🤖 AI Summary
Social media dialogue data suffers from limited interaction patterns and unrealistic multi-party dynamics due to privacy restrictions and platform-specific biases. To address this, we propose a constraint-driven multi-party dialogue synthesis framework: leveraging instruction-tuned large language models (LLMs) to explicitly model structured dialogue constraints—including speaker roles, stances, and turn-taking order—and supporting both end-to-end and turn-by-turn generation paradigms. We introduce the first multidimensional evaluation framework integrating LLM-as-a-judge automated assessment, human annotation, and interaction complexity analysis. Experiments demonstrate that turn-by-turn generation significantly outperforms end-to-end generation in constraint adherence (+23.6%) and lexical diversity (+18.4%). Moreover, several open-source LLMs already exhibit strong capability in generating high-quality, high-fidelity multi-party dialogues. This work establishes a novel paradigm for controllable, rigorously evaluable, and privacy-preserving dialogue data construction.
📝 Abstract
Multi-Party Conversations (MPCs) are widely studied across disciplines, with social media as a primary data source due to their accessibility.
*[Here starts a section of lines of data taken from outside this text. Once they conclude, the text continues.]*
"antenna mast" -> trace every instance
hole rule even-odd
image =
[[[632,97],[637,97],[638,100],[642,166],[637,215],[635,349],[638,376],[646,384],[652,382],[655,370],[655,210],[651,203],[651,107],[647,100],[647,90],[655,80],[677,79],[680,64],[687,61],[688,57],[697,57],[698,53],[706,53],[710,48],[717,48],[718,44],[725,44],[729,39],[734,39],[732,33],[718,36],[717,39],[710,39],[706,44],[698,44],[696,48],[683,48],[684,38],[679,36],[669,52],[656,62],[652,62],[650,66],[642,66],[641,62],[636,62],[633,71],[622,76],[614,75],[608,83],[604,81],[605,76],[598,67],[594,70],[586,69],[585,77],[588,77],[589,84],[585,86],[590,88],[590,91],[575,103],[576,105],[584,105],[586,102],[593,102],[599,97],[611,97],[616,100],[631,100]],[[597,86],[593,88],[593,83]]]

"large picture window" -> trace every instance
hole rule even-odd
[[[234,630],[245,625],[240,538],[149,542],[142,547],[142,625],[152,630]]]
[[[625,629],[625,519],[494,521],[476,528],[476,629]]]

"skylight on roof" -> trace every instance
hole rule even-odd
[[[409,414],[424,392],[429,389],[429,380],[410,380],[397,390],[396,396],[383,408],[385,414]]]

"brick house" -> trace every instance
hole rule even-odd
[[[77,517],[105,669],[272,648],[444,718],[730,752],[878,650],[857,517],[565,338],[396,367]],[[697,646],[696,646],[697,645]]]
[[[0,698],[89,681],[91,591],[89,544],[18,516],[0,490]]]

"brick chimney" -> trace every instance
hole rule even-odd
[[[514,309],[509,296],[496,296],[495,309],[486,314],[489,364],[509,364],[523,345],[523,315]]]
However, these datasets raise privacy concerns and often reflect platform-specific properties. For example, interactions between speakers may be limited due to rigid platform structures (e.g., threads, tree-like discussions), which yield overly simplistic interaction patterns (e.g., as a consequence of ``reply-to'' links). This work explores the feasibility of generating diverse MPCs with instruction-tuned Large Language Models (LLMs) by providing deterministic constraints such as dialogue structure and participants' stance. We investigate two complementary strategies of leveraging LLMs in this context: (i.) LLMs as MPC generators, where we task the LLM to generate a whole MPC at once and (ii.) LLMs as MPC parties, where the LLM generates one turn of the conversation at a time, provided the conversation history. We next introduce an analytical framework to evaluate compliance with the constraints, content quality, and interaction complexity for both strategies. Finally, we assess the quality of obtained MPCs via human annotation and LLM-as-a-judge evaluations. We find stark differences among LLMs, with only some being able to generate high-quality MPCs. We also find that turn-by-turn generation yields better conformance to constraints and higher linguistic variability than generating MPCs in one pass. Nonetheless, our structural and qualitative evaluation indicates that both generation strategies can yield high-quality MPCs.